A phenomenological model for self-initiated movement in electric fish

Observing behaviourally unconstrained animals can lead to simple characterization of complex behaviour. We apply this principle to infer the neural dynamics of self-initiated movement in pulse-type electric fish, Gymnotus sp.

Recent long-term monitoring of fish (~200 hours from 22 recording sessions, over 4 animals) in freely swimming conditions, devoid of external stimuli, reveals non-trivial structures in their pattern of electric organ discharge (EOD). Simultaneous recording of EODs and fish movement show that the EOD rate (EODR) and the activity level of the fish are bi-modally distributed, as well as highly correlated. These features thus effectively define behavioural attractor states corresponding to high and low levels of neural activity (up- and down-states, respectively). Trajectories in the EODR-activity plane consist of diffusional motion around the attractor states, interrupted by sharp transitions between states. The duration of each state is uncorrelated with that of the next up- or down-state, and is log-normally distributed with no characteristic time-scale.
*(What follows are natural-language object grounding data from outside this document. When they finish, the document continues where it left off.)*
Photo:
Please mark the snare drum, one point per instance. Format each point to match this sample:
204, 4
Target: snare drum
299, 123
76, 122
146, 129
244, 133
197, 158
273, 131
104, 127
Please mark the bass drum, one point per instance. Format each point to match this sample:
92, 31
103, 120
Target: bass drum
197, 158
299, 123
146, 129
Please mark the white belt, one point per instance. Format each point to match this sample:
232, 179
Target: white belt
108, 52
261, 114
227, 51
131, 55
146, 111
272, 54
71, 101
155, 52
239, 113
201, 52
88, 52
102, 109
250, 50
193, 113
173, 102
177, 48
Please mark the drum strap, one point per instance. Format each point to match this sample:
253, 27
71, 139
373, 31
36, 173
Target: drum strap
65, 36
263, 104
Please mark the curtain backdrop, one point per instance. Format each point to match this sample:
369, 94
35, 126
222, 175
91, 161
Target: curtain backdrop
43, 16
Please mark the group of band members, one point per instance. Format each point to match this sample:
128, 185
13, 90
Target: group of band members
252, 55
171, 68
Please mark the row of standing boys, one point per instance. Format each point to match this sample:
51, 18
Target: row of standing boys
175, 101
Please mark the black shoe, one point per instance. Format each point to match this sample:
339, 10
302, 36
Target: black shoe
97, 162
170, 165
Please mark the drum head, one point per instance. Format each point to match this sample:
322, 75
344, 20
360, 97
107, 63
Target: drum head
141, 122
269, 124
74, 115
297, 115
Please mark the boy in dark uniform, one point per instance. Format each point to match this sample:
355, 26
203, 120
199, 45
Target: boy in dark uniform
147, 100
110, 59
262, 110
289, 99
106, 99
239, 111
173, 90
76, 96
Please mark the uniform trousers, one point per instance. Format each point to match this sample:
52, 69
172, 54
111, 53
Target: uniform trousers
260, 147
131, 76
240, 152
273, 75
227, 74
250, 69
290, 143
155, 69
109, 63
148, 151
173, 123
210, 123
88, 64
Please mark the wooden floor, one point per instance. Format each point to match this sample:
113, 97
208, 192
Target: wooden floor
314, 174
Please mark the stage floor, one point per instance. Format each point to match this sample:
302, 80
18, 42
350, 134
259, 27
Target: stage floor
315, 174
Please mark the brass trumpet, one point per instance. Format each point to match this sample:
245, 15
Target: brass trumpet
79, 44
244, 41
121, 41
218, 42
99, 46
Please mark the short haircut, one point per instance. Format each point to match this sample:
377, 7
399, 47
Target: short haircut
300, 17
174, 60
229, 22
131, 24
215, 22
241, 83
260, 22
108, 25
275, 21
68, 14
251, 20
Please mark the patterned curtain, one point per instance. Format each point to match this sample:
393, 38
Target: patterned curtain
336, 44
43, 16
Based on this data, our goal is to develop a modelling framework to better understand the neural pathway responsible for self-initiated movement. However, because the physiological parameters defining this pathway are experimentally unconstrained, it would be premature at this point to develop a detailed biophysical model of this system. There is thus a preliminary need to, instead, characterize the key features of the data from a phenomenological perspective. To address this research gap, we attempt to fit a stochastic process, with the simplest combination of dynamical components, that most closely reproduces the statistics of the data.

As a first step, we hypothesize that the first principal component of the data (EODR and activity level) follows an overdamped Brownian motion in a double-well potential with additive noise. Based on the approach of [1], we fit a 4^th order polynomial for the potential function by associating the stationary solution of the Fokker-Planck equation with the measured histogram. For most recording sessions, the fits appropriately reproduce the histograms, but consistently underestimates the width of the up-state potential well.

Once the potential function is determined, we generate an estimate for the noise intensity by calculating the mean escape time from small regions at the bottom of either well, and comparing it with its theoretical expression. We find, however, that this estimate is dependent on the well that was used to generate it, with all recording sessions showing a larger noise estimate for the up-state than for the down-state. Moreover, in most cases, the ratio of up- to down-state duration is underestimated by the fitted process, indicative of either too short up-states, or too long down-states compared to the data.

These findings are consistent with the above discrepancy for the width of the up-state potential well, as well as with visual inspection of the data, which shows greater variability when fish are in up-states. Taken together, these observations strongly suggest that state-dependent noise is involved in the process generating the data, either in the form of multiplicative noise, or Poisson shot noise.